The 5-year bNED rate for the entire cohort was 62%. The 5-year bNED rate for the low-, intermediate, and high-risk group was 79%, 51%, and 47%, respectively (p <0.0001). On univariate analysis (log-rank test), clinical stage (p = 0.0073), grade (p <0.0001), iPSA (p = 0.0043), risk group (p <0.0001), PPB (p = 0.0193), and presence of PNI (p = 0.0137) correlated with bNED. For T1-T2a, T2b-T2c, and T3 patients, the 5-year bNED rate was 71%, 59%, and 40%, respectively. The 5-year bNED rate was 68% for those with an iPSA level of < or =10 ng/mL and 49% for those with an iPSA level of >10 ng/mL. For patients with PPB < or =33%, 34-66%, and > or =67%, the 5-year bNED rate was 75%, 67%, and 51%, respectively. Within the intermediate-risk group, the PPB was significantly associated with the bNED rate: 67%, 52%, and 30% for those with PPB < or =33%, 34-66%, and > or =67%, respectively (p = 0.0046). This association was not seen in the low- or high-risk group. The 5-year bNED rate was 64% for patients without PNI and 48% for those with PNI. On multivariate analysis (Cox proportional hazards model), the statistically significant predictive factors for bNED were risk group (p = 0.0032) and PPB (p = 0.044). Using the chi-square test, statistically significant associations between T stage, PSA level, Gleason score, and risk group with PPB were found; PNI was significantly associated with T stage and PSA level only.
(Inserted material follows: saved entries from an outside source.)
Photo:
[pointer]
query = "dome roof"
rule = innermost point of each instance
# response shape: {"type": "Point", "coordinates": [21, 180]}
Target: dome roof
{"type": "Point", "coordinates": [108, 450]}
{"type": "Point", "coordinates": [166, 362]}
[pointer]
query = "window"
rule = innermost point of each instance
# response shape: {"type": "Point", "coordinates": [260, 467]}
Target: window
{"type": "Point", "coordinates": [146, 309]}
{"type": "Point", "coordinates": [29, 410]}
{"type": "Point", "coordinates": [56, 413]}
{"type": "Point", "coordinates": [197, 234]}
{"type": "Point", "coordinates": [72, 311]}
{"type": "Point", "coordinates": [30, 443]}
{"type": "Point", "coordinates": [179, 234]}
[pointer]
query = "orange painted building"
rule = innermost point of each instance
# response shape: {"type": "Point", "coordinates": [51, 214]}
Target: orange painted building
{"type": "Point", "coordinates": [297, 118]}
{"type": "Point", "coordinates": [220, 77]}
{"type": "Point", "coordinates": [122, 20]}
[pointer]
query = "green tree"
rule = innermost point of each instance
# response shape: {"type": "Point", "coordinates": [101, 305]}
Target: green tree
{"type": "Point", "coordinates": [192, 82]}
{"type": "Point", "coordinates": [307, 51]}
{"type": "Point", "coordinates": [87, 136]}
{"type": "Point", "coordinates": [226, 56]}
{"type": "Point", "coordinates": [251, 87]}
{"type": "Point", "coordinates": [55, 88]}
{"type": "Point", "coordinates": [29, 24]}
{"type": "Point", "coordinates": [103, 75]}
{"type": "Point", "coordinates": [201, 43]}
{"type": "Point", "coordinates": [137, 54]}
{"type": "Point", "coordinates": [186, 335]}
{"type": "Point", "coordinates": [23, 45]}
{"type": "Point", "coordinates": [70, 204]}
Our results showed that PPB and PNI have a statistically significant impact on the bNED rate in patients treated with conventional dose of EBRT (< or =71 Gy). Within the intermediate-risk group, the PPB was predictive of bNED, suggesting that patients with < or =33% PPB had a statistically significant better treatment outcome compared with those with a greater PPB. PNI was not significant for bNED in multivariate analysis. The effects of these two prognostic factors in patients who have been treated with higher doses of RT (> or =75.6 Gy) should be studied.